Speaking across a gulf of 2400 years, Aristophanes' raunchy comic fantasy about women abstaining from sex to force their men to end the Peloponnesian War delivers an emphatic affirmation of sassy, get-it-girl empowerment.
Michael Hurst's racy adaptation is true to the spirit of the play rather than the letter, with Athenian women strutting the stage as Sex and the City-style cougars while the Spartans are given an amusing East European vibe.
Classics scholars may be disappointed to see Aristophanes' sparkling verse replaced by coarse modern idioms but there is compensation in the inclusion of ancient Greek poems presented in beautiful musical settings with John Gibson's score creating a strangely hypnotic fusion that is both timeless and contemporary.
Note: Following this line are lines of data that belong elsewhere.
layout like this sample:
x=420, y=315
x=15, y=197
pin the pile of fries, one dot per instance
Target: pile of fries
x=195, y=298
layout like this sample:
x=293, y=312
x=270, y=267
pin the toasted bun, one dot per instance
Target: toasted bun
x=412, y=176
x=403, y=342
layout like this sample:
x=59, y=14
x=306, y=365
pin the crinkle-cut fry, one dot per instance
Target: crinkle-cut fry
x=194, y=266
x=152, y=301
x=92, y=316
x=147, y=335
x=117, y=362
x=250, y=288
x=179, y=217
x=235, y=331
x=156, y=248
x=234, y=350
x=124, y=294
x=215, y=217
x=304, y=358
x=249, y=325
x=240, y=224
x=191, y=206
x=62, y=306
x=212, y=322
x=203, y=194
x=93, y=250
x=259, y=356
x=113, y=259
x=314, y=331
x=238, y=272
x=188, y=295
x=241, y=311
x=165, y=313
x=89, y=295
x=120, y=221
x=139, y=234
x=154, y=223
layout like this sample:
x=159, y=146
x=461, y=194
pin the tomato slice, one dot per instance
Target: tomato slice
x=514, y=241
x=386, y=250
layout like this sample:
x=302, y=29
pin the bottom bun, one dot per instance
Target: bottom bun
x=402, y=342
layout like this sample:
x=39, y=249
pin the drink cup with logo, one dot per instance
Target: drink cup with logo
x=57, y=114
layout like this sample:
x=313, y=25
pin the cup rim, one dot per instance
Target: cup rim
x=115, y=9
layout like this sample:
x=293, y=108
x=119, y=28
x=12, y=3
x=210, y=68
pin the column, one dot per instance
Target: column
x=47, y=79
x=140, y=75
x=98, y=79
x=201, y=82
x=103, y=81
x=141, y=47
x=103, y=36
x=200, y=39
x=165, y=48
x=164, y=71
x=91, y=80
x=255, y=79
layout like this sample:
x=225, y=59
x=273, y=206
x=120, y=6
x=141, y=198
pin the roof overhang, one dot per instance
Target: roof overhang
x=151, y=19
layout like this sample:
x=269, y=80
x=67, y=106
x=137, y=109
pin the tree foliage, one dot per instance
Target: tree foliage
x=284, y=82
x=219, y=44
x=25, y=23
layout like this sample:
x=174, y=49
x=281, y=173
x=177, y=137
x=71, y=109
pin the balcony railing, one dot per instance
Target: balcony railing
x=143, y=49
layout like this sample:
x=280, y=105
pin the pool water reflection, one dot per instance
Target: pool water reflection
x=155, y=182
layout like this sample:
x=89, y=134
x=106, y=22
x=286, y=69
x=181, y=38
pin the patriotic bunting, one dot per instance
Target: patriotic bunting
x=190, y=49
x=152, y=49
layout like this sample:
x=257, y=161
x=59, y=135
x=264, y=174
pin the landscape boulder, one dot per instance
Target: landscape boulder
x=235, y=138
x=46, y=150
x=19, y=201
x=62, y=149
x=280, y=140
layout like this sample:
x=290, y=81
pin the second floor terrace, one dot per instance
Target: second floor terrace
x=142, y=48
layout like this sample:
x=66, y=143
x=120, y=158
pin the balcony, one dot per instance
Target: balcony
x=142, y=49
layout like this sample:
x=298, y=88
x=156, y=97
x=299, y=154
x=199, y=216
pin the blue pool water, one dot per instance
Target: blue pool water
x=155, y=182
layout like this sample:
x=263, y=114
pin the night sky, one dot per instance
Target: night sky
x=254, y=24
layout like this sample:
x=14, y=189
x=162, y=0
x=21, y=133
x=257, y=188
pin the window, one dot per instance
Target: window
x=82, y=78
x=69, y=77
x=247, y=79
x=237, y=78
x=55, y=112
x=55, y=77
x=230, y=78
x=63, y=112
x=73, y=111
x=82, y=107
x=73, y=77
The blending of ancient and modern is most effectively carried off in Shona McCullagh's choreography which brilliantly evokes the earthy bawdiness of the comedy while hinting at the inaccessible world of Greek ritual with surreal dance sequences that celebrate the wild power of unrestrained female sexuality.
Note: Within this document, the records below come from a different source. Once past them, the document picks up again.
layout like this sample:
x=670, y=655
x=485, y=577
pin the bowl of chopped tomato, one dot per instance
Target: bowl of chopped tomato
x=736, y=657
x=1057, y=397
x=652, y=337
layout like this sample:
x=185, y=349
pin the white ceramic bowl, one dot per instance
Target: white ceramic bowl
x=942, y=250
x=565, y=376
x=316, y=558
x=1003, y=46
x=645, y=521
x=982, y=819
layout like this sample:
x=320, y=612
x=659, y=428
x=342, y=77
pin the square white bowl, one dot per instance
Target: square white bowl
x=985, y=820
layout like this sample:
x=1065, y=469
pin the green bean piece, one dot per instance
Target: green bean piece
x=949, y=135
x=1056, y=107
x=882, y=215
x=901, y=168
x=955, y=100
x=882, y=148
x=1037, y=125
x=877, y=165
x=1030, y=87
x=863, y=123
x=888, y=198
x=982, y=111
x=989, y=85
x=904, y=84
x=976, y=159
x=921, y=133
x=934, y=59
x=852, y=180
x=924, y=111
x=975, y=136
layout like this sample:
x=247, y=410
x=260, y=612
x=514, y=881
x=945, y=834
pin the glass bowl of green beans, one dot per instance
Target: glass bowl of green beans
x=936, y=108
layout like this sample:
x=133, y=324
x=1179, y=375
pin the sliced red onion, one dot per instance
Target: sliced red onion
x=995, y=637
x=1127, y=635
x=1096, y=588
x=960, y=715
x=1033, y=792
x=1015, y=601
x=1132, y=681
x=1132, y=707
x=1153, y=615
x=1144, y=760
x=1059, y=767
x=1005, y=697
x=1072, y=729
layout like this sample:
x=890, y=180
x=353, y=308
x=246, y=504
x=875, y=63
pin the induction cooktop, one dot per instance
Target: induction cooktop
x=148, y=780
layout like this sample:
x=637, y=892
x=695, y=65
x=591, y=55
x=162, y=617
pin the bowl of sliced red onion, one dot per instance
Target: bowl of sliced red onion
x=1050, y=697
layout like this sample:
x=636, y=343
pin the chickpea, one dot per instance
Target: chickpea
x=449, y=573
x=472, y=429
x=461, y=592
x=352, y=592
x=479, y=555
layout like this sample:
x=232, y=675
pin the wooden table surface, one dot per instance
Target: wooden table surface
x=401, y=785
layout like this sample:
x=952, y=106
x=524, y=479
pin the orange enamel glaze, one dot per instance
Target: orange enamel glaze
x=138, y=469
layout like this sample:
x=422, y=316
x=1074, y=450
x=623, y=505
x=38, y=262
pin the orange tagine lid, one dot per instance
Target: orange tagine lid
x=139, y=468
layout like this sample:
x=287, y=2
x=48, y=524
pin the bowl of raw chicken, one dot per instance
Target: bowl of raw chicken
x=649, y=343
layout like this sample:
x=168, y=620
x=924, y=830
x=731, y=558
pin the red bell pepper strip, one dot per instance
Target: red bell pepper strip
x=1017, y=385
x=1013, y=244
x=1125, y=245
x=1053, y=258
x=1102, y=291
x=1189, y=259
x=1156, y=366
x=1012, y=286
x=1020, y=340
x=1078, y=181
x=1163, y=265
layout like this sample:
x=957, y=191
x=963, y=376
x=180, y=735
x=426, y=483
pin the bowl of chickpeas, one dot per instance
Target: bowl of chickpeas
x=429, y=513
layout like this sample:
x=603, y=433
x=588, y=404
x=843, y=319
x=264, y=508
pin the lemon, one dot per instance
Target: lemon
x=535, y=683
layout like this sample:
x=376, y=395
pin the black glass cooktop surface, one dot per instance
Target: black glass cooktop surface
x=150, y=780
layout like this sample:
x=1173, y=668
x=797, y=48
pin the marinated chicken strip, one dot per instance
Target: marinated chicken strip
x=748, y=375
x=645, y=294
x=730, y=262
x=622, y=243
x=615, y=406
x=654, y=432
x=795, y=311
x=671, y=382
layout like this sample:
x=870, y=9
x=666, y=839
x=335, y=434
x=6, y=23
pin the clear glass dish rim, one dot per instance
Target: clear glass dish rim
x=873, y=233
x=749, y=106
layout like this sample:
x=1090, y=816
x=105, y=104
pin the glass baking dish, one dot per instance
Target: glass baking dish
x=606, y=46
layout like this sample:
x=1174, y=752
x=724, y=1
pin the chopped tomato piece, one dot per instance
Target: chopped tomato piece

The superb 13-member cast throw themselves into the robustly physical staging as they prance and cavort in various stages of undress.
As Lysistrata, Amanda Billing establishes a powerful regal presence that is hilariously undercut as her raucous followers reduce her to the exasperation of a tormented school teacher. The male chorus offers a virtuoso display of clowning as the hapless chaps are subject to a sustained barrage of mockery and humiliation.
Cameron Rhodes gives the show a topical spin with the smoothly patronising rhetoric of an oily politician, and Paul Glover's military berserker wins plenty of laughs.
Audiences should be warned there is explicit content particularly in the portrayal of male genitalia but the tone is bawdy rather than obscene and probably rather tame compared with the original Greek staging at the festival of Dionysus.